- From: Erik van der Poel <erikv@google.com>
- Date: Thu, 8 Apr 2010 07:41:12 -0700
- To: Dan Brickley <danbri@danbri.org>
- Cc: uri@w3.org
The typical length of a URL as found in HTML on the Web is around 64 bytes. I don't know what the average and median are because I bucketed the stats in powers of 2 (i.e. ..., up to 32, up to 64, 128, etc). The peak for these buckets was 64. There is a sharp drop at 2048. This makes sense because MSIE's limit in HTTP requests is 2048. Firefox and Chrome do not appear to have limits. (I gave up trying when I reached 32k.) MSIE's limit in URLs in HTML is 4096 characters. This is not the same as 4096 bytes. MSIE uses UTF-16 internally. I used IDNA to find this limit. Good luck with your barcode/audio efforts, Erik On Thu, Apr 8, 2010 at 3:06 AM, Dan Brickley <danbri@danbri.org> wrote: > Hi folks > > Some topics seem peculiarly ill-suited for Web searches - hence this > mail. I am looking for data on typical lengths of URIs, in particular > as they're used in the public Web. Breakdown by scheme would be nice, > but anything would be a start. > > Context for this enquiry is an investigation into the use of > mechanisms like QR Codes and also audio encodings (eg. > http://github.com/diva/digital-voices/ ) as a way of passing URIs > around, eg. to a smartphone from a media centre. I'd like to know > what's out there, what's feasible to encode using these techniques, > and as well as what the official limits are. In > http://tools.ietf.org/html/rfc3986 I don't see much about URI length > except in the reg-name portion. > > So - what are the official limits? what are the practical limits (eg. > imposed by common implementations)?
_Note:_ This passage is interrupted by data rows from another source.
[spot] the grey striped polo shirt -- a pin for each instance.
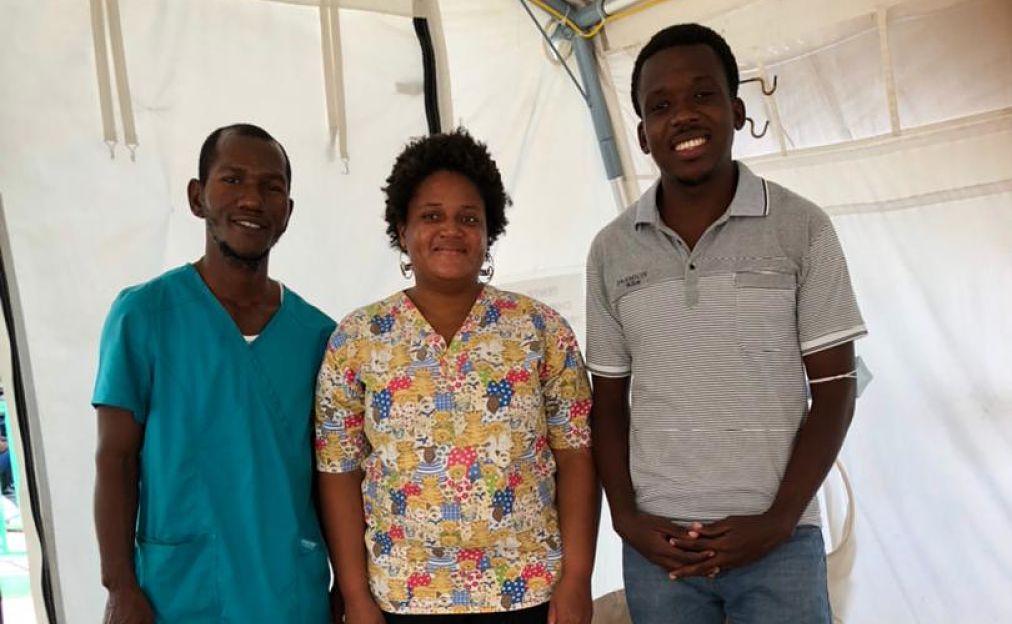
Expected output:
(713, 339)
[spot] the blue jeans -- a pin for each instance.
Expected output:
(787, 586)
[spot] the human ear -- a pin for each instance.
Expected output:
(194, 192)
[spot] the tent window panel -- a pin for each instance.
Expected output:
(952, 62)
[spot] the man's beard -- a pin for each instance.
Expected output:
(249, 262)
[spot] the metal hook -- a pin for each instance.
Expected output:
(762, 84)
(752, 127)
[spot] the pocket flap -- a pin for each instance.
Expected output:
(765, 279)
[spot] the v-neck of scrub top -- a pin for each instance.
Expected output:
(434, 339)
(225, 318)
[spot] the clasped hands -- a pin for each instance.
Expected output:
(703, 549)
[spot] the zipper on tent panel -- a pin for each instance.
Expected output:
(18, 398)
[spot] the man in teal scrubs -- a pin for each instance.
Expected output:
(203, 498)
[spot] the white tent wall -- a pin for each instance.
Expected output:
(925, 218)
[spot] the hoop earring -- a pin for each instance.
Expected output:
(407, 269)
(488, 269)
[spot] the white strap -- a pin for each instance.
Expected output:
(333, 75)
(102, 67)
(847, 375)
(122, 84)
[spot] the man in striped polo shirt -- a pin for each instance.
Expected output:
(712, 303)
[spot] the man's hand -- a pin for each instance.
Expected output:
(652, 537)
(571, 602)
(129, 606)
(362, 609)
(737, 540)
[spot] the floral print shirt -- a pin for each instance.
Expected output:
(455, 442)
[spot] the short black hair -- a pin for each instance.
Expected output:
(208, 151)
(458, 152)
(685, 34)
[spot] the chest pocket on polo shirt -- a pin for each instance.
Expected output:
(765, 310)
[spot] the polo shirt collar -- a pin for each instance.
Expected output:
(751, 199)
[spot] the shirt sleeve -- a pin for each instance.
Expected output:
(607, 352)
(341, 445)
(124, 362)
(827, 308)
(565, 386)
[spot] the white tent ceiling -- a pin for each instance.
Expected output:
(895, 115)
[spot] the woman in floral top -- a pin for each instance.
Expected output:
(456, 480)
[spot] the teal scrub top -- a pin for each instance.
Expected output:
(227, 529)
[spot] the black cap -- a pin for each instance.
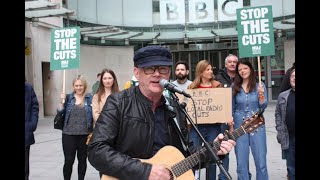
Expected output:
(154, 55)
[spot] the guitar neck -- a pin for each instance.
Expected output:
(194, 159)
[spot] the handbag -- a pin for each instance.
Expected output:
(58, 121)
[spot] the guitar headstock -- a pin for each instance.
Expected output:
(253, 122)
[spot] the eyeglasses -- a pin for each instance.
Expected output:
(152, 69)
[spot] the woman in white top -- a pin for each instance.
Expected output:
(108, 85)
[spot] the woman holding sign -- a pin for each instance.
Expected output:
(248, 97)
(205, 79)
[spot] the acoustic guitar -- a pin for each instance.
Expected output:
(181, 167)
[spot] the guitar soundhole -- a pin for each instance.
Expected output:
(171, 176)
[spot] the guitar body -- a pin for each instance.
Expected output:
(180, 166)
(167, 156)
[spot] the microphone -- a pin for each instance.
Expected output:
(173, 88)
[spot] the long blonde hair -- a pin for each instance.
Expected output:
(85, 85)
(200, 68)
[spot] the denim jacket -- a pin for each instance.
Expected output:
(244, 105)
(70, 102)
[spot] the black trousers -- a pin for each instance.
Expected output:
(72, 145)
(26, 162)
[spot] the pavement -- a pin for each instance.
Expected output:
(46, 155)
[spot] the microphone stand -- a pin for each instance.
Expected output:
(208, 147)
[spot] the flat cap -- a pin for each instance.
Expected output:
(154, 55)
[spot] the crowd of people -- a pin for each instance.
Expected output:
(116, 129)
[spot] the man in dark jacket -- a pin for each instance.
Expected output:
(226, 76)
(31, 115)
(136, 123)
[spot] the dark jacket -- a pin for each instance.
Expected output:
(70, 102)
(280, 119)
(125, 129)
(285, 84)
(31, 114)
(223, 77)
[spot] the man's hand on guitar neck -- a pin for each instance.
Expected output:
(225, 146)
(159, 172)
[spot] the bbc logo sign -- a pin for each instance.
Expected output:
(199, 11)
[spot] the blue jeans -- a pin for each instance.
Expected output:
(225, 160)
(291, 161)
(209, 133)
(258, 143)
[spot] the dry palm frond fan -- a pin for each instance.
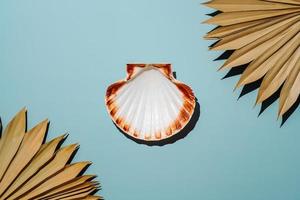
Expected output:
(264, 36)
(32, 169)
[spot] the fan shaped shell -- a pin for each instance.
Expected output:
(150, 104)
(35, 170)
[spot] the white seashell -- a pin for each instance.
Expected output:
(150, 104)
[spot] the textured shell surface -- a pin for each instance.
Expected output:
(150, 104)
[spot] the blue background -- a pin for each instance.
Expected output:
(58, 56)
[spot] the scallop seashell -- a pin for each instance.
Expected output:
(264, 38)
(31, 168)
(150, 104)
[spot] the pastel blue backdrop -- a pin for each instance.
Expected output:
(58, 56)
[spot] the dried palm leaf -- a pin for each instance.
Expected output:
(32, 169)
(264, 35)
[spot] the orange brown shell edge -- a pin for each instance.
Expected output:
(176, 126)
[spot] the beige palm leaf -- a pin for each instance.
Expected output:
(264, 35)
(33, 169)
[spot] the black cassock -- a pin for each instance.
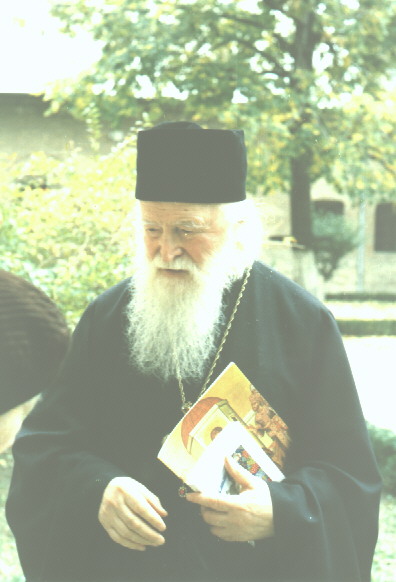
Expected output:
(103, 420)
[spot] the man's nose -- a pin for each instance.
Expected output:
(169, 247)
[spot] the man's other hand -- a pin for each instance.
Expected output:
(131, 514)
(238, 518)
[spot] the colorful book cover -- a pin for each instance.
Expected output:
(230, 419)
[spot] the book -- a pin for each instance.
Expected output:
(231, 418)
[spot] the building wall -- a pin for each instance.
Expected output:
(363, 270)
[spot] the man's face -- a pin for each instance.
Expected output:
(173, 230)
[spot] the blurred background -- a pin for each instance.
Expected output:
(312, 84)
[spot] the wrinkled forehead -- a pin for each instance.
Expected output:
(179, 212)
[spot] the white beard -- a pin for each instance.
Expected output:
(174, 322)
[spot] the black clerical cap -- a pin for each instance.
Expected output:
(182, 162)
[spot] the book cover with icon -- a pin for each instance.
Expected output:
(231, 418)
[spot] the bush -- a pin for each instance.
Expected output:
(332, 239)
(384, 444)
(70, 231)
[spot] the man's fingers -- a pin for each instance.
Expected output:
(239, 474)
(141, 507)
(133, 524)
(154, 501)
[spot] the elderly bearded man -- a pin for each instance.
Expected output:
(90, 501)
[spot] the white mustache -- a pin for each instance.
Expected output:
(177, 264)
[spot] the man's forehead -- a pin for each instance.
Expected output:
(175, 212)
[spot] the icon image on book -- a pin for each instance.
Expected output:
(233, 419)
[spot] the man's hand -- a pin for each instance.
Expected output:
(238, 518)
(131, 514)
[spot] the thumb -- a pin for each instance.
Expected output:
(239, 474)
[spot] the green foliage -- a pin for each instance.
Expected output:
(297, 76)
(333, 238)
(384, 444)
(73, 240)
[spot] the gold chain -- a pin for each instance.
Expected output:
(186, 405)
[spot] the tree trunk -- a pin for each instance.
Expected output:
(305, 40)
(300, 199)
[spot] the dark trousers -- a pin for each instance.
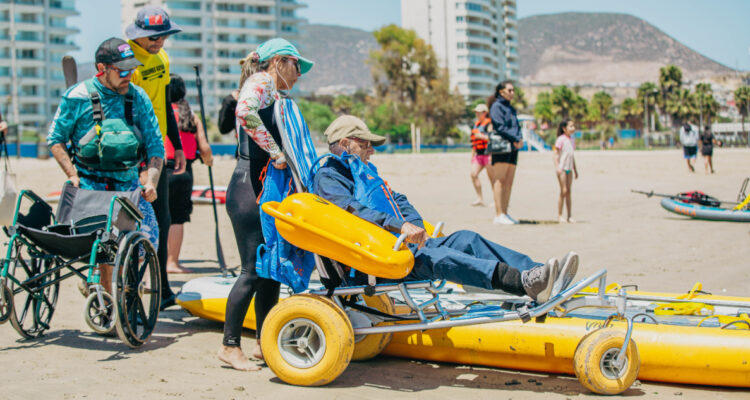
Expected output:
(467, 258)
(245, 216)
(161, 209)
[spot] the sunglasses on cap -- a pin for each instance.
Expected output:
(286, 59)
(156, 38)
(122, 72)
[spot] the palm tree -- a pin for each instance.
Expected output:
(742, 102)
(562, 100)
(630, 110)
(601, 104)
(681, 105)
(670, 81)
(543, 108)
(647, 94)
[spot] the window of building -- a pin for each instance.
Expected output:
(184, 5)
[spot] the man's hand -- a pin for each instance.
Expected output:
(179, 162)
(149, 192)
(414, 234)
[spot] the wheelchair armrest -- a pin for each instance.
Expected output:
(130, 208)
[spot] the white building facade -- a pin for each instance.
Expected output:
(475, 40)
(216, 35)
(34, 36)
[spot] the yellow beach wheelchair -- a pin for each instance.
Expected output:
(309, 339)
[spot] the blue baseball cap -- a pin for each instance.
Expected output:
(151, 21)
(282, 47)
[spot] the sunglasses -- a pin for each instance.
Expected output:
(362, 142)
(294, 59)
(157, 38)
(122, 72)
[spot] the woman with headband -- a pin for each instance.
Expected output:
(271, 69)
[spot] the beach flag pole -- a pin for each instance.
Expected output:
(219, 252)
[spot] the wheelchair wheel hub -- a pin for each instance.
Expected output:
(302, 343)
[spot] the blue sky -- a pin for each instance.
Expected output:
(719, 29)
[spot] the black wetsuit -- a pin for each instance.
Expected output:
(244, 214)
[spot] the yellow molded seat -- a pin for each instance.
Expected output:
(319, 226)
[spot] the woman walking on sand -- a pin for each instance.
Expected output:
(565, 166)
(707, 142)
(480, 159)
(273, 67)
(503, 168)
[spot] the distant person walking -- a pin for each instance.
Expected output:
(480, 159)
(689, 142)
(565, 166)
(707, 148)
(503, 169)
(194, 141)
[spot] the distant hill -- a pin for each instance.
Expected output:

Can we say that 99.9% of URIs in > the public Web are shorter than ...X chars? > > Ideally barcode and audio encodings wouldn't impose arbitrary limits; > however it would be good to document what's folk can expect to > encounter, if only for sensible testing of error correction, reader > accuracy etc. > > Thanks for any pointers, > > Dan > >
Received on Thursday, 8 April 2010 14:41:43 UTC